THE CATS IN THE PRISON RECREATION HALL

The problem was the cats in the prison recreation hall. There were feces everywhere. The feces of a cat try to hide in a corner and when discovered look angry and ashamed like a monkey.

The cats stayed in the prison recreation hall when it rained, and since it rained often, the hall smelled bad and the prisoners grumbled. The smell did not come from the feces but from the animals themselves. It was a strong smell, a dizzying smell.

The cats could not be driven away. When shooed, they did not flee out the door but scattered in all directions, running low, their bellies hanging. Many went upward, leaping from beam to beam and resting somewhere high above, so that the prisoners playing ping-pong were aware that although the dome was silent, it was not empty.

The cats could not be driven away because they entered and left the hall through holes that could not be discovered. Their steps were silent; they could wait for a person longer than a person would wait for them.

A person has other concerns, but at each moment in its life, a cat has only one concern. This is what gives it such perfect balance, and this is why the spectacle of a confused or frightened cat upsets us: we feel both pity and the desire to laugh. It faces the source of danger or confusion and its only recourse is to spit a foul breath out between its mottled gums.

The prisoners were all small men that year. They had committed crimes which could not be taken very seriously and they were treated with leniency. Now, although small men are often inclined to take pride in their good health, these prisoners began to develop rashes and eczemas. The backs of their knees and the insides of their elbows stung and their skin flaked all over. They wrote angry letters to the governor of their state, who also happened to be a small man that year. The cats, they said, were causing reactions.

The governor took pity on the prisoners and asked the warden to take care of the problem.

The warden had not been inside the hall in years. He entered it and wandered around, sickened by the curious smell.

In the dead end of a corridor, he cornered an ugly tomcat. The warden was carrying a stick and the cat was armed only with its teeth and claws, besides its angry face. The warden and the cat dodged back and forth for a time, the warden struck out at the cat, and the cat streaked around him and away, making no false moves.

Now the warden saw cats everywhere.

After the evening activities, when the prisoners had been shut up in their cell blocks, the warden returned carrying a rifle. All night long, that night, the prisoners heard the sound of shots coming from the hall. The shots were muffled and seemed to come from a great distance, as though from across the river. The warden was a good shot and killed many cats — cats rained down on him from the dome, cats flipped over and over in the hallways — and yet he still saw shadows flitting by the basement windows as he left the building.

There was a difference now, however. The prisoners’ skin condition cleared. Though the bad smell still hung about the building, it was not warm and fresh as it had been. A few cats still lived there, but they had been disoriented by the odors of gunpowder and blood and by the sudden disappearance of their mates and kittens. They stopped breeding and skulked in corners, hissing even when no one was anywhere near them, attacking without provocation any moving thing.

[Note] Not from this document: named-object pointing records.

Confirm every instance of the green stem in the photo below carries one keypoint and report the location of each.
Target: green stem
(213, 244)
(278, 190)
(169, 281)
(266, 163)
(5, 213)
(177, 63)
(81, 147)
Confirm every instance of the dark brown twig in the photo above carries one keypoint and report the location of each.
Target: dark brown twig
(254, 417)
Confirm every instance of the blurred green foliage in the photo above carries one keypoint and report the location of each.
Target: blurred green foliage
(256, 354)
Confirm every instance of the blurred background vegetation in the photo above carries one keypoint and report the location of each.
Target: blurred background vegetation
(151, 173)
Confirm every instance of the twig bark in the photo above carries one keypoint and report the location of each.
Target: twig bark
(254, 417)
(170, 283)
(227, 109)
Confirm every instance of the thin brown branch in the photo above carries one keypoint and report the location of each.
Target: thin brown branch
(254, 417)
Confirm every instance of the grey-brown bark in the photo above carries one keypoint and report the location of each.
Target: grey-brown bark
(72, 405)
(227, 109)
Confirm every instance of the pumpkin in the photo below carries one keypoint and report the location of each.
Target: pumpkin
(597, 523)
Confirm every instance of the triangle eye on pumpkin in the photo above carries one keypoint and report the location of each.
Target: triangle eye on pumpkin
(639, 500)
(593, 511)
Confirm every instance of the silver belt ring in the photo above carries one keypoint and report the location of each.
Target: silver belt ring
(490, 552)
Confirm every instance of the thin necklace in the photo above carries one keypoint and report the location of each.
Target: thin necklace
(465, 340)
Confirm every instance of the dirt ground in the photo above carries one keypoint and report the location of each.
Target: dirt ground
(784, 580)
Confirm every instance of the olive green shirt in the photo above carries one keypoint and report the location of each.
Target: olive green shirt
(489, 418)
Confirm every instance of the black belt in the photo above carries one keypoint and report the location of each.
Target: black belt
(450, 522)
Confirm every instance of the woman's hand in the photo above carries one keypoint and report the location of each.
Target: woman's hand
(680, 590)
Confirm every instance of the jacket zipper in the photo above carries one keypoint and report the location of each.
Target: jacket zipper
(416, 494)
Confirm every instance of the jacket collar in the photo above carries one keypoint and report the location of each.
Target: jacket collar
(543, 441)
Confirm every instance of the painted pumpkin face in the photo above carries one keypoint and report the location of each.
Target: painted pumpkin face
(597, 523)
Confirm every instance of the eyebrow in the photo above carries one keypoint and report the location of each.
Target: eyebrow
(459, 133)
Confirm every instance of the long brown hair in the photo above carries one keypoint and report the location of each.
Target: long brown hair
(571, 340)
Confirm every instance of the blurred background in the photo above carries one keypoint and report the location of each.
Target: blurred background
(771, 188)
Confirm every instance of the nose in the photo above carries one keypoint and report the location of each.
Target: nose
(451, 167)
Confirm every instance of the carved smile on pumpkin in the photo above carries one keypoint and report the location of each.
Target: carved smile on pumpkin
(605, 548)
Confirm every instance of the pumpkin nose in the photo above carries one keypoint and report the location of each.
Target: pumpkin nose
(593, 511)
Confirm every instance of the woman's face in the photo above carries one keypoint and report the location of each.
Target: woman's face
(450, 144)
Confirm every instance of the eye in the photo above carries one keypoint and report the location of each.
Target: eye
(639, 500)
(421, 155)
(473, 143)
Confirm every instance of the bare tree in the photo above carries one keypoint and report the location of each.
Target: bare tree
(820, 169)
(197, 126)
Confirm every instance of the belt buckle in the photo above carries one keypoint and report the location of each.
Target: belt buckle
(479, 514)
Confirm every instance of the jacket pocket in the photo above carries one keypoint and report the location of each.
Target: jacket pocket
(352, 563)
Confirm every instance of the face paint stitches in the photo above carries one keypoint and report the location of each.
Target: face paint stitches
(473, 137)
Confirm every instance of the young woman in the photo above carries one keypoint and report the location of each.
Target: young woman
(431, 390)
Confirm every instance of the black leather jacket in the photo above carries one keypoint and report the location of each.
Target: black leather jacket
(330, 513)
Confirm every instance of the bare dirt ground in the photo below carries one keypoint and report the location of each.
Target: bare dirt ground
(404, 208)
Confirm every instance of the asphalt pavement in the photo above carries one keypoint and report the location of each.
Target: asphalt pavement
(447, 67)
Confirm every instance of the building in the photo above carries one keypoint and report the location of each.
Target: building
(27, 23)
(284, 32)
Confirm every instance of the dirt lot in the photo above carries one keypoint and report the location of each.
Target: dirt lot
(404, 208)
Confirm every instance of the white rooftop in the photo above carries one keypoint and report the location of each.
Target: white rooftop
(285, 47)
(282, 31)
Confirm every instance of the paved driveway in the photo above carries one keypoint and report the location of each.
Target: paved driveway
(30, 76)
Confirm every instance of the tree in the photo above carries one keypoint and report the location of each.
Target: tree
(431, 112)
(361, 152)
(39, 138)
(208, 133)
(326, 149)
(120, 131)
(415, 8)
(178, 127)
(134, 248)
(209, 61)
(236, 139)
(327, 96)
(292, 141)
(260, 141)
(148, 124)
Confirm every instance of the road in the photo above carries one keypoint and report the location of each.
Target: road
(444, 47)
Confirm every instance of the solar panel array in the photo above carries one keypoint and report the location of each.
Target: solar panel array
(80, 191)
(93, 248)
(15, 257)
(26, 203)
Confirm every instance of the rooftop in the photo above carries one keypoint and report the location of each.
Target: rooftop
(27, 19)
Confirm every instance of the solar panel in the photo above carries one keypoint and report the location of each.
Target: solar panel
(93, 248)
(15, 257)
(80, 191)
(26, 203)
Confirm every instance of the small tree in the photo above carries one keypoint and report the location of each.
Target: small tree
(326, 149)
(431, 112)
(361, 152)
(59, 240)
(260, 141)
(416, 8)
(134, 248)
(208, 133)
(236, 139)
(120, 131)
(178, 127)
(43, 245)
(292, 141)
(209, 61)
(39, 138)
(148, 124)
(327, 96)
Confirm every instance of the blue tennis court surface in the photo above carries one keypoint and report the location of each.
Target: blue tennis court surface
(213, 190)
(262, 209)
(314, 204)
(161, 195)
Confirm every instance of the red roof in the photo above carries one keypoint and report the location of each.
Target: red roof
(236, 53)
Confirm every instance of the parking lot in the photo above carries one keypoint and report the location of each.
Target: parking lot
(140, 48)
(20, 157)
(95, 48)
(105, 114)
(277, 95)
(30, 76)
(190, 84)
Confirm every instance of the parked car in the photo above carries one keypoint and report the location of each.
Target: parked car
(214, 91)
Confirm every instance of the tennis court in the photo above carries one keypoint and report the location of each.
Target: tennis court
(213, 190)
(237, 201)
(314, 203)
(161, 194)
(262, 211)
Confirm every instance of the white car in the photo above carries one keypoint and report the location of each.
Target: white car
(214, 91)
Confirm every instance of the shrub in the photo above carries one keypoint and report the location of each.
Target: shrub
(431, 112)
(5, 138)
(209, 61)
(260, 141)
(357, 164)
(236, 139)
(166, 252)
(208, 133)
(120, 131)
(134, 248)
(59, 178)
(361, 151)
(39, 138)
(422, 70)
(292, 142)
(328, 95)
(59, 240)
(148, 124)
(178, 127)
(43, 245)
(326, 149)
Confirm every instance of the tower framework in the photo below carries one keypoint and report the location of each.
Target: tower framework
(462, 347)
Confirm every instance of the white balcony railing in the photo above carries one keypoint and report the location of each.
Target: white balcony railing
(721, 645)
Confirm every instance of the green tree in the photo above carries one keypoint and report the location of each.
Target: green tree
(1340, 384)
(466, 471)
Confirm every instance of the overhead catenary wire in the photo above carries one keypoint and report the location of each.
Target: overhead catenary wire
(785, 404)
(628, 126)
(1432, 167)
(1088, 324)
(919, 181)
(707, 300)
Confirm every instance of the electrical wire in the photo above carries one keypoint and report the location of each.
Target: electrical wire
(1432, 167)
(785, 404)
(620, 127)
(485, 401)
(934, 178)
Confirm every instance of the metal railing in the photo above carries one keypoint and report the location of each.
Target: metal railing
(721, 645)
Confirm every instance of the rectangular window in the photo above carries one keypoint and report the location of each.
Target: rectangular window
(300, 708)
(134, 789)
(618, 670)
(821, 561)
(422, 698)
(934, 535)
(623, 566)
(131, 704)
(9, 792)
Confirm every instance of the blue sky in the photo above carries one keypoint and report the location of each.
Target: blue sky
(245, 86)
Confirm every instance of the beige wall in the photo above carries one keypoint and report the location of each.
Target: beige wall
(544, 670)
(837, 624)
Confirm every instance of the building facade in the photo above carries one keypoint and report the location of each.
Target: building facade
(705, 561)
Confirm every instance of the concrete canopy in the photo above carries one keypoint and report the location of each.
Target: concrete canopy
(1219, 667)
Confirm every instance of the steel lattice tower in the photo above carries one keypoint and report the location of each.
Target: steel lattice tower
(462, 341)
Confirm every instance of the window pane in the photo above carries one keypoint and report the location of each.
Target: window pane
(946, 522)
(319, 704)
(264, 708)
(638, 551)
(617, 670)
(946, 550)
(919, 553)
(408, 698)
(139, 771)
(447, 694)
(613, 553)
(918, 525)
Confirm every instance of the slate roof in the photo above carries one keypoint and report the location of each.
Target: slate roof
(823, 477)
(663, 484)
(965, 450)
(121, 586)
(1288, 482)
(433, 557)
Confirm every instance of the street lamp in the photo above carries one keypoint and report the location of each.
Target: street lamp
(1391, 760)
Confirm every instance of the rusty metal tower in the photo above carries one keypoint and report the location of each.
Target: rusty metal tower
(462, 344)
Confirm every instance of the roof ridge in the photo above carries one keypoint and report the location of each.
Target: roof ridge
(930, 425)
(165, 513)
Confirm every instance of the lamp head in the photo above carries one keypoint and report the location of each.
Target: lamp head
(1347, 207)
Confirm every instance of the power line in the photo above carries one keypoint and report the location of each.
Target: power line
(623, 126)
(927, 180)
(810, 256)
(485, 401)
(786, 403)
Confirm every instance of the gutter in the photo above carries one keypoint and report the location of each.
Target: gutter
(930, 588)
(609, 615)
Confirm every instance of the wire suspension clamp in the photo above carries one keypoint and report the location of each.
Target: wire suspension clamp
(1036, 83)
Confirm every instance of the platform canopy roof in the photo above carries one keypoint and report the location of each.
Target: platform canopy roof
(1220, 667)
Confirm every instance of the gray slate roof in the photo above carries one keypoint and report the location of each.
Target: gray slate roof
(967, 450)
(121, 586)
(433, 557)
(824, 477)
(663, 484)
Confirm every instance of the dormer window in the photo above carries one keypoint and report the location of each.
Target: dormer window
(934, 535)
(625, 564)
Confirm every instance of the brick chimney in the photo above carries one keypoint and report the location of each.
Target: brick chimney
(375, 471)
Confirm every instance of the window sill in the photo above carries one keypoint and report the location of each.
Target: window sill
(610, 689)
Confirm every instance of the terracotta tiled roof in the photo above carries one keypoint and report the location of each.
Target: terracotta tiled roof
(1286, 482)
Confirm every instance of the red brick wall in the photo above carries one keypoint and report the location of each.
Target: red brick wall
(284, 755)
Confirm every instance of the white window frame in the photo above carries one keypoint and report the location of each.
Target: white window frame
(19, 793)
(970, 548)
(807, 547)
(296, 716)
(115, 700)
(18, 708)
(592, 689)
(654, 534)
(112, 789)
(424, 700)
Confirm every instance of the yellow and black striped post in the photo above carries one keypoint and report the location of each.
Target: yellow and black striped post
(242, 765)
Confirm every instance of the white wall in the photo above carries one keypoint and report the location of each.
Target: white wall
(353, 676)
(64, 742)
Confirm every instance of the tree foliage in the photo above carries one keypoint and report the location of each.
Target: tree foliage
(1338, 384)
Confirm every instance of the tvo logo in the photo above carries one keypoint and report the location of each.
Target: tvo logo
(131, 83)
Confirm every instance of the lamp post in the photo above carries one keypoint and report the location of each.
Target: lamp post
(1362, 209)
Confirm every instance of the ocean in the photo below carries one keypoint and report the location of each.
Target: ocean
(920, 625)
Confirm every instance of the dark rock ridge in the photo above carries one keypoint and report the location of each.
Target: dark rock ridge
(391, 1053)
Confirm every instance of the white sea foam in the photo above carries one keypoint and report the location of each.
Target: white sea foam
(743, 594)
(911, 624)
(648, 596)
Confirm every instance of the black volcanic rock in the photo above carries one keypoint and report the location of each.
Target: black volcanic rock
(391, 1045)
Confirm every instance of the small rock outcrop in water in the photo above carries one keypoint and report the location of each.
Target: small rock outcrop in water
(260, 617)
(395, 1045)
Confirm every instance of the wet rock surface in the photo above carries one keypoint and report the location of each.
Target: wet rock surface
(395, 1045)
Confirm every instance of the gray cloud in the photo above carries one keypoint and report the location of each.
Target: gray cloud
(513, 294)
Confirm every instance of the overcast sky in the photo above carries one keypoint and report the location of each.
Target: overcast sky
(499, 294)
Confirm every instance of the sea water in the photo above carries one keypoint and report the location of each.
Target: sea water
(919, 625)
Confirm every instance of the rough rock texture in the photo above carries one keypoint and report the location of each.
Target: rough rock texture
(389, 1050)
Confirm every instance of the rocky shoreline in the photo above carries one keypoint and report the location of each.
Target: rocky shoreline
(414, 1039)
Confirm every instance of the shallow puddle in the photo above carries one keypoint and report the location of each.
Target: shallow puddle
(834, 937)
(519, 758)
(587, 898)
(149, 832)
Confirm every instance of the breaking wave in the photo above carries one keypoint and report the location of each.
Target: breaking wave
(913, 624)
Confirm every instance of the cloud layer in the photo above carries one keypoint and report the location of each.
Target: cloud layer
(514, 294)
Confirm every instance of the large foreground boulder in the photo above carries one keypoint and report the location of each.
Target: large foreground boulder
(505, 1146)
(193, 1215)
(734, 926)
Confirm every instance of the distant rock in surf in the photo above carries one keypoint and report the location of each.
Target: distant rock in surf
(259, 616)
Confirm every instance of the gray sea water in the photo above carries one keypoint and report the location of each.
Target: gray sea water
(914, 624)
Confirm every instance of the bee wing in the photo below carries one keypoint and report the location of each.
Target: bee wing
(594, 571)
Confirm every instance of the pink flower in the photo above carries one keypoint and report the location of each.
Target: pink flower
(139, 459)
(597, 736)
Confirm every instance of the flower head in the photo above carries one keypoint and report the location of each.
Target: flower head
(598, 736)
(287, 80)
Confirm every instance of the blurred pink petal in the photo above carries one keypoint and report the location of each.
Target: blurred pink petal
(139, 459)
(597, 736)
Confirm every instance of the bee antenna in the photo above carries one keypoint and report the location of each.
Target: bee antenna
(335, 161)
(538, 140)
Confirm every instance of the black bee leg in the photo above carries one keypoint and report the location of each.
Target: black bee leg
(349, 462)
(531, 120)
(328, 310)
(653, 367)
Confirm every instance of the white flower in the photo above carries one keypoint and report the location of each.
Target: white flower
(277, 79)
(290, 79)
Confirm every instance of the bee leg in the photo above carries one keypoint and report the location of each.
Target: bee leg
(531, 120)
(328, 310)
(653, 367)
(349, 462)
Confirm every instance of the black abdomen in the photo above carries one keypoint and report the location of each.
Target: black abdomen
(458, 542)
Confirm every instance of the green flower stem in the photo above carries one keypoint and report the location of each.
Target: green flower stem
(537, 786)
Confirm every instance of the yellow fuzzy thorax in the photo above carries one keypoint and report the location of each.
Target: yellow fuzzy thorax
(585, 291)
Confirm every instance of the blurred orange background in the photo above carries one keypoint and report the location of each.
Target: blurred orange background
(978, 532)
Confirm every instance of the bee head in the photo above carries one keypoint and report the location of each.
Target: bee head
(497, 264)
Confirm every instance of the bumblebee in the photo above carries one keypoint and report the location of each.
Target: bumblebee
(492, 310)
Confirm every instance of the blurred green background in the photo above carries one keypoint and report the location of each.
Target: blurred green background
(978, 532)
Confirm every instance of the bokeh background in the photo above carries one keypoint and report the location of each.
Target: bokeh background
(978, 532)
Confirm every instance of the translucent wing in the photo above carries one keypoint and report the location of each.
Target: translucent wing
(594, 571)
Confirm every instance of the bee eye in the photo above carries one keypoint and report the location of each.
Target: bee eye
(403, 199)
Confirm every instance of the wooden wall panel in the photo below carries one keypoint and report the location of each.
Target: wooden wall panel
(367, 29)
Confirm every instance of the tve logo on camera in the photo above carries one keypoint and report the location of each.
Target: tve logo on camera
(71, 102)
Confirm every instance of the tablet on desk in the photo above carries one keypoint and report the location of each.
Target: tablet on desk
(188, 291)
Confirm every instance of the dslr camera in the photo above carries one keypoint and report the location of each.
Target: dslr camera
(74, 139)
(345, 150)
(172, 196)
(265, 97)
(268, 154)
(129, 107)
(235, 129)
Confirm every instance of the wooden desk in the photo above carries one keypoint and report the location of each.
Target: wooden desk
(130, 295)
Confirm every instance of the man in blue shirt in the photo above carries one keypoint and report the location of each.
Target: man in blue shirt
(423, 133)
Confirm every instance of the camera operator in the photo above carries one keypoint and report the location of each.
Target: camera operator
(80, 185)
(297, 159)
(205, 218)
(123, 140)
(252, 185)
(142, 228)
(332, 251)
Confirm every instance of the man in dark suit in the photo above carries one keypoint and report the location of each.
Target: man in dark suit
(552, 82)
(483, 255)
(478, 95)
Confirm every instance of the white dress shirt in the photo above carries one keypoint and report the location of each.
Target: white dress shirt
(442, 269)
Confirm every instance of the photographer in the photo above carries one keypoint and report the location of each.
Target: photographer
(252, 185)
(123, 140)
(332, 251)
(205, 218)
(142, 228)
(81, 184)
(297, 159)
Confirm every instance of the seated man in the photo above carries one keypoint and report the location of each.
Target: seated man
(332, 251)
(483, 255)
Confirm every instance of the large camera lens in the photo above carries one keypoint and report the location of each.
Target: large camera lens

These cats did not eat well and did not clean themselves carefully, and one by one, each in its own way and in its own time died, leaving behind it a different strong smell which hung in the air for a week or two and then dissipated. After some months, there were no cats left in the prison recreation hall. By then, the small prisoners had been succeeded by larger prisoners, and the warden had been replaced by another, more ambitious; only the governor remained in office.